Tennisspieler, Handballer, Volleyballer
Du weißt schon, dass ein Profi-Volleyballer in Österreich zwischen 500 und 1.500 EUR Netto bekommt. Ich glaub kaum, dass Handballer viel mehr bekommen.
Und beim Tennis bekommst bei Challenger Turnieren 30.000-50.000 wenn die gewinnst. Also die Österreicher die mit dem Tennis mehr einnehmen als ausgeben kannst auf einer Hand ablesen. Tennis ist für 99% der Sportler ein Verlustgeschäft.
Du weißt schon, dass ein Profi-Volleyballer in Österreich zwischen 500 und 1.500 EUR Netto bekommt. Ich glaub kaum, dass Handballer viel mehr bekommen.

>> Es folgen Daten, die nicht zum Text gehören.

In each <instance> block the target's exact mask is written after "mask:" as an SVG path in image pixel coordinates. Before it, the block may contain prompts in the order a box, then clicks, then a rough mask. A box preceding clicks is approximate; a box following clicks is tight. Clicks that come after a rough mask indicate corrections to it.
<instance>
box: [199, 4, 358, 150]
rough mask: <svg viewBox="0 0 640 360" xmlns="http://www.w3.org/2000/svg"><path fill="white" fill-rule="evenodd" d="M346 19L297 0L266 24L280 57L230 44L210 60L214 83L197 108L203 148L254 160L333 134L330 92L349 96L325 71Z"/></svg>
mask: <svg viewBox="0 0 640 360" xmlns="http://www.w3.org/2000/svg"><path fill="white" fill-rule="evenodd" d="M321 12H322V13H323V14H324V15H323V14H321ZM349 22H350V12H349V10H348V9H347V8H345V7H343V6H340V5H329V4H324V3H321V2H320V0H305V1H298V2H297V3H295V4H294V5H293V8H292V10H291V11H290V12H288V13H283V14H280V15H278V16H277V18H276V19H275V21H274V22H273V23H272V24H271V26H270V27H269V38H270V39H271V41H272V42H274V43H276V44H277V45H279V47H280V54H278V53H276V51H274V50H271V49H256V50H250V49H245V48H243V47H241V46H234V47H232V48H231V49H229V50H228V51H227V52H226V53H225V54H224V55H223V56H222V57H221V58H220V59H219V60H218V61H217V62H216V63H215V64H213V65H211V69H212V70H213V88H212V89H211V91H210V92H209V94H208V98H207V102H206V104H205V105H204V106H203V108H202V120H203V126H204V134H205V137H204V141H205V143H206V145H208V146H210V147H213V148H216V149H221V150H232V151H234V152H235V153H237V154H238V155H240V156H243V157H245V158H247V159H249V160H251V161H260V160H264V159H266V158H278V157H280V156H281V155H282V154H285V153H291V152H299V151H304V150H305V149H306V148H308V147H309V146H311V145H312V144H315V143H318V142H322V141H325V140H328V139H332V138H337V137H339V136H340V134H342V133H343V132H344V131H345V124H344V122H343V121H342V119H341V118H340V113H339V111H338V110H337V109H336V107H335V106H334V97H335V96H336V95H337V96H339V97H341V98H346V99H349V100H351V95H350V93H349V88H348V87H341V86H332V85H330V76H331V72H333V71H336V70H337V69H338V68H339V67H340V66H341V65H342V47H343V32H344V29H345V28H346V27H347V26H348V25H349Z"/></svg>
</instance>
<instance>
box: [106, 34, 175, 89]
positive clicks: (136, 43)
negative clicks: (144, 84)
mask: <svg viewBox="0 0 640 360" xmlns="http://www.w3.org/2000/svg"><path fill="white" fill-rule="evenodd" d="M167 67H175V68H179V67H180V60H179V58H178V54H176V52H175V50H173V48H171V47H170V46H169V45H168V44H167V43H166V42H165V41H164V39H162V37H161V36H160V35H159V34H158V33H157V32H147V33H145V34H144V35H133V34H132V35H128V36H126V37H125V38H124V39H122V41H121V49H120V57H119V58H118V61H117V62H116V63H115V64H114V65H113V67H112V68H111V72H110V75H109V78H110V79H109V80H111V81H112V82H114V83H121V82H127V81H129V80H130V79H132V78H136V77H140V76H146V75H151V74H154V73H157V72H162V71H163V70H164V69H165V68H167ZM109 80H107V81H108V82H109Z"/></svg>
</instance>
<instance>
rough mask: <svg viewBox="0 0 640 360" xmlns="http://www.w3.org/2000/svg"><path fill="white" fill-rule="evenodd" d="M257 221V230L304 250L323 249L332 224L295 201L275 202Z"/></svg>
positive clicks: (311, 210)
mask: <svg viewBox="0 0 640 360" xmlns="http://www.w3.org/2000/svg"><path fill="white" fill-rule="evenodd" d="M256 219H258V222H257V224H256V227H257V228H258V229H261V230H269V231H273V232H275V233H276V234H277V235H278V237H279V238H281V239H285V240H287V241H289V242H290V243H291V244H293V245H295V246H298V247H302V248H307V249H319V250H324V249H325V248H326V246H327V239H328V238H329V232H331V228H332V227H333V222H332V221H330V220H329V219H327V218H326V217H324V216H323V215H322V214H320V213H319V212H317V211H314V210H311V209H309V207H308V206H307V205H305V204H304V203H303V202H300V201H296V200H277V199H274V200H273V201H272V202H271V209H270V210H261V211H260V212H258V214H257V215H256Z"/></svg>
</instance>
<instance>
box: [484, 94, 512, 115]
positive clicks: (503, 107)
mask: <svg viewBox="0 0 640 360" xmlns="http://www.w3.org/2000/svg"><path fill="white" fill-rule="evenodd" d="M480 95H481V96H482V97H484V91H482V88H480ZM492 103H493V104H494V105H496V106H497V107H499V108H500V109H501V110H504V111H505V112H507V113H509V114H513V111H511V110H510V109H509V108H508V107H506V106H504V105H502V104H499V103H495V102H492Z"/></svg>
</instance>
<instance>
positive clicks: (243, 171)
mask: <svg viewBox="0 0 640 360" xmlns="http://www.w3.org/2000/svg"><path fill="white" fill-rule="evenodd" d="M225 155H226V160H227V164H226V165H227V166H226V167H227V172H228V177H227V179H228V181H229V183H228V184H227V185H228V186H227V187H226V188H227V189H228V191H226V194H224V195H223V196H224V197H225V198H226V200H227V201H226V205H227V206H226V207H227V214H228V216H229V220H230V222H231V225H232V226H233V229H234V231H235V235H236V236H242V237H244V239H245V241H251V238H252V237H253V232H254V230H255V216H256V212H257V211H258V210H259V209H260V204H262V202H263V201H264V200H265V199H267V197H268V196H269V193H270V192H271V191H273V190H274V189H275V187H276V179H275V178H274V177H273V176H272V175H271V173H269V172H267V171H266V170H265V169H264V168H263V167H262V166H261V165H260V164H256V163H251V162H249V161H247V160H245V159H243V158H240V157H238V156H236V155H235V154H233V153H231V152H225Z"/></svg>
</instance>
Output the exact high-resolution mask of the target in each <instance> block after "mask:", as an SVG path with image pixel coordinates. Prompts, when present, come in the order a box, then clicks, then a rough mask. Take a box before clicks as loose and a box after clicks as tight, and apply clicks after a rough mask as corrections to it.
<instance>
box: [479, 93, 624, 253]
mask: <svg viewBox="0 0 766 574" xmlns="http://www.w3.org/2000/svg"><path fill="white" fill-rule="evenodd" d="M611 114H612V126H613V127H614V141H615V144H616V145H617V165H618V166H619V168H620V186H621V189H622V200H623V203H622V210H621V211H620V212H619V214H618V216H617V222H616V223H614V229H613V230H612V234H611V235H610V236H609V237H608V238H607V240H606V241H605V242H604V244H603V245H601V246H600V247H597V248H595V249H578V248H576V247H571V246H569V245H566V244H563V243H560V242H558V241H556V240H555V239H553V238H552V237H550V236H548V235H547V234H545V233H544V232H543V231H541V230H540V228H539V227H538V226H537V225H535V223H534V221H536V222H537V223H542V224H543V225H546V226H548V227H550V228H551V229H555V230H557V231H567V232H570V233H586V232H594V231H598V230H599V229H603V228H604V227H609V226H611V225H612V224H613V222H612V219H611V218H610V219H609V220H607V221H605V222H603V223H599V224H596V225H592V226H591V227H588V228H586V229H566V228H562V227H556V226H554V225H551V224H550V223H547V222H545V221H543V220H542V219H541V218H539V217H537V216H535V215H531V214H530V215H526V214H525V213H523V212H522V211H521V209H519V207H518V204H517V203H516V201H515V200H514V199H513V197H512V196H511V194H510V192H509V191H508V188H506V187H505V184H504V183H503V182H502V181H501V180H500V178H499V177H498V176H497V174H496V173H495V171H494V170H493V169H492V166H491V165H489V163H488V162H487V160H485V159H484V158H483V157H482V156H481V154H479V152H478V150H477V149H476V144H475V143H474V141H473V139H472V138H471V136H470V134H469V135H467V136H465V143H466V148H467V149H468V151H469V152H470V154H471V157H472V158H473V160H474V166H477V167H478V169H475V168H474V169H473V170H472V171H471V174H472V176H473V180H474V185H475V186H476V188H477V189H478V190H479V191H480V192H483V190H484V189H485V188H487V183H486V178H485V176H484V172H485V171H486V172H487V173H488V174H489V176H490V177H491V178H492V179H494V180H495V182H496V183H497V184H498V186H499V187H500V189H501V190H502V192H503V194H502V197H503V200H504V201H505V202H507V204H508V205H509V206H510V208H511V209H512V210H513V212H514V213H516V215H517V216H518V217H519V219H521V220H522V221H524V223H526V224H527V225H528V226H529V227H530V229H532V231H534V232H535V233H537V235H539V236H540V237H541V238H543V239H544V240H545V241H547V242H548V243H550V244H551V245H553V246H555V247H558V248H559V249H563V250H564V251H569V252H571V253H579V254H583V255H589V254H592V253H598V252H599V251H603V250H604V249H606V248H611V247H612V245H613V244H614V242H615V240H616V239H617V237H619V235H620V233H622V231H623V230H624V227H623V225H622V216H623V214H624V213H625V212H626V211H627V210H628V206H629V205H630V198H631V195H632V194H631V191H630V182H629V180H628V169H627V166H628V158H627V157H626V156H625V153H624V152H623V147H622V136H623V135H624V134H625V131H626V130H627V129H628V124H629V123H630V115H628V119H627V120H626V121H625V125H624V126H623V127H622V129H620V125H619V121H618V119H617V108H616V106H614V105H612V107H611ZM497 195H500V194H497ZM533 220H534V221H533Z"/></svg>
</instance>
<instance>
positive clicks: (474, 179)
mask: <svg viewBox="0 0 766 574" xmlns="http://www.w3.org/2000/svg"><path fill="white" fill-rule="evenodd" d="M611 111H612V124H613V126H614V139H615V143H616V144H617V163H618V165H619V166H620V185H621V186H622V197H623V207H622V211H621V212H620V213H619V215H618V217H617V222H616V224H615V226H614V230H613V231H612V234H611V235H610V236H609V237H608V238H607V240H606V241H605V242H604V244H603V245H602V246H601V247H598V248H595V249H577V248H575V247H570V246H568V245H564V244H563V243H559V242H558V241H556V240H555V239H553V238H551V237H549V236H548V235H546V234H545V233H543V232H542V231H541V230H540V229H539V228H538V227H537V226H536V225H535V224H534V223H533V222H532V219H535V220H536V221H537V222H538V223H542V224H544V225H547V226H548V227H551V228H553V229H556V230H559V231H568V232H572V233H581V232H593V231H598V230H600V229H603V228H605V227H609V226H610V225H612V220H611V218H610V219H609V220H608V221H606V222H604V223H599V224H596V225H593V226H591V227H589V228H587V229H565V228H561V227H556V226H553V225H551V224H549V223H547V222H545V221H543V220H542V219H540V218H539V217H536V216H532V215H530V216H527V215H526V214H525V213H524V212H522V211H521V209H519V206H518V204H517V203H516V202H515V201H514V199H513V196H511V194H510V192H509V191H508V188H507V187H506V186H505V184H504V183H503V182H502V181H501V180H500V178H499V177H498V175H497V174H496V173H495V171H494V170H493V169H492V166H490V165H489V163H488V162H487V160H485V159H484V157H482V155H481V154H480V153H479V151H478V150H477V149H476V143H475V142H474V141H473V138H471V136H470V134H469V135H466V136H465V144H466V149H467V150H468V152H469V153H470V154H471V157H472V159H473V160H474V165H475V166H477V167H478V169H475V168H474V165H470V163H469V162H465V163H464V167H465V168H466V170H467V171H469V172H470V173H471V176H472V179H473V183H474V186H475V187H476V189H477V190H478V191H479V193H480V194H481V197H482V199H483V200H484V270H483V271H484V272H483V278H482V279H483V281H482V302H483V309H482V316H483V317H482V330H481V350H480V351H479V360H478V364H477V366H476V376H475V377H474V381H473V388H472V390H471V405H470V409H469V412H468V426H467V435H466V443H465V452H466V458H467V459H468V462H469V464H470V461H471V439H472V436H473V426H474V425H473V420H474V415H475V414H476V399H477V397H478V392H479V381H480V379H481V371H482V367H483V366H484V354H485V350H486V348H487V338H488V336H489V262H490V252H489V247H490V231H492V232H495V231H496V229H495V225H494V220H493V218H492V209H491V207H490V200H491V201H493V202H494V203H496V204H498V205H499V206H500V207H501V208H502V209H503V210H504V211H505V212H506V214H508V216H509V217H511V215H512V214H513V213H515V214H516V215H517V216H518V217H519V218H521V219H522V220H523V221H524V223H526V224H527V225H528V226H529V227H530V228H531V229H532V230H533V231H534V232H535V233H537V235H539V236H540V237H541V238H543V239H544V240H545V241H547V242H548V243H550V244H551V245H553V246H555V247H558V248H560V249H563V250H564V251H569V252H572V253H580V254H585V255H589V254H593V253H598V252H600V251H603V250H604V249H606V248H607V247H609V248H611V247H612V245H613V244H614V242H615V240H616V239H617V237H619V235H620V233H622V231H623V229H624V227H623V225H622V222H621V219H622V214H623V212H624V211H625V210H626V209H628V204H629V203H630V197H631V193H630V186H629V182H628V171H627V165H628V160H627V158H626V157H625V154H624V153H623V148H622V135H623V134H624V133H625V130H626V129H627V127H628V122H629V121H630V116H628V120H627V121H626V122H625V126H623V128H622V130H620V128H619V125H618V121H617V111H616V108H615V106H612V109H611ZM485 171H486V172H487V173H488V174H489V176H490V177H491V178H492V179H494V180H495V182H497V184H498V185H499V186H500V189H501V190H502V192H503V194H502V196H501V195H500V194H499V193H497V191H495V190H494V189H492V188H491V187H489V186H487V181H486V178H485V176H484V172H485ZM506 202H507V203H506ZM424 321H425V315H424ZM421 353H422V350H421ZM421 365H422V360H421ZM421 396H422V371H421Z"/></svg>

Und beim Tennis bekommst bei Challenger Turnieren 30.000-50.000 wenn die gewinnst. Also die Österreicher die mit dem Tennis mehr einnehmen als ausgeben kannst auf einer Hand ablesen. Tennis ist für 99% der Sportler ein Verlustgeschäft.
Naja Golf ist wahrscheinlich für 99,9% ein Verlustgeschäft, Tennis detto, Eishockey für 98%, Basketball für 97% Fußballer ebenso usw also wtf…?
Nein, mittlerweile hat er ja eingesehen, das er beim VSV keine KAC Gehälter verlangen kann
Ist halt nur die Frage ob er wirklich zu viel bekommen hat, oder ob er einfach nur „fair“ bezahlt wurde ![]()
Bei Mannschaftssportarten wirst das halt immer haben dass irgendwer irgendwo mehr bekommt. Brauchst dich ja nur im Amateurfussball umschauen. Aber gut, die Vereine haben es alle selbst in der Hand
Btw: Wie schauts diesbezüglich in anderen Ligen aus? (Abgesehen von NA, Schweden, Finnland, Schweiz..)?
Ist halt nur die Frage ob er wirklich zu viel bekommen hat, oder ob er einfach nur „fair“ bezahlt wurde
Bei Mannschaftssportarten wirst das halt immer haben dass irgendwer irgendwo mehr bekommt. Brauchst dich ja nur im Amateurfussball umschauen. Aber gut, die Vereine haben es alle selbst in der Hand
Btw: Wie schauts diesbezüglich in anderen Ligen aus? (Abgesehen von NA, Schweden, Finland, Schweiz..)?
Was meinst genau, Gehälter in anderen Ligen? Ich glaub in der Slowakei oder England kriegst ca. gleich viel. Wobei mir zumindest Freunde, die schon länger in England sind berichten, dass Hockey da derzeit einen ziemlichen Boom hat und auch wirklich gut besucht wird und nach schnellem googeln deckt dort scheinbar zumindest der Ligasponsor den gesamten Ligabetrieb ab, was ja laut Freimüller in der ICEHL nichtmal mit Sponsor+TV Geldern geschafft wurde…
Wann gibts eigentlich News bzgl. Tickets für das Mountain Classic?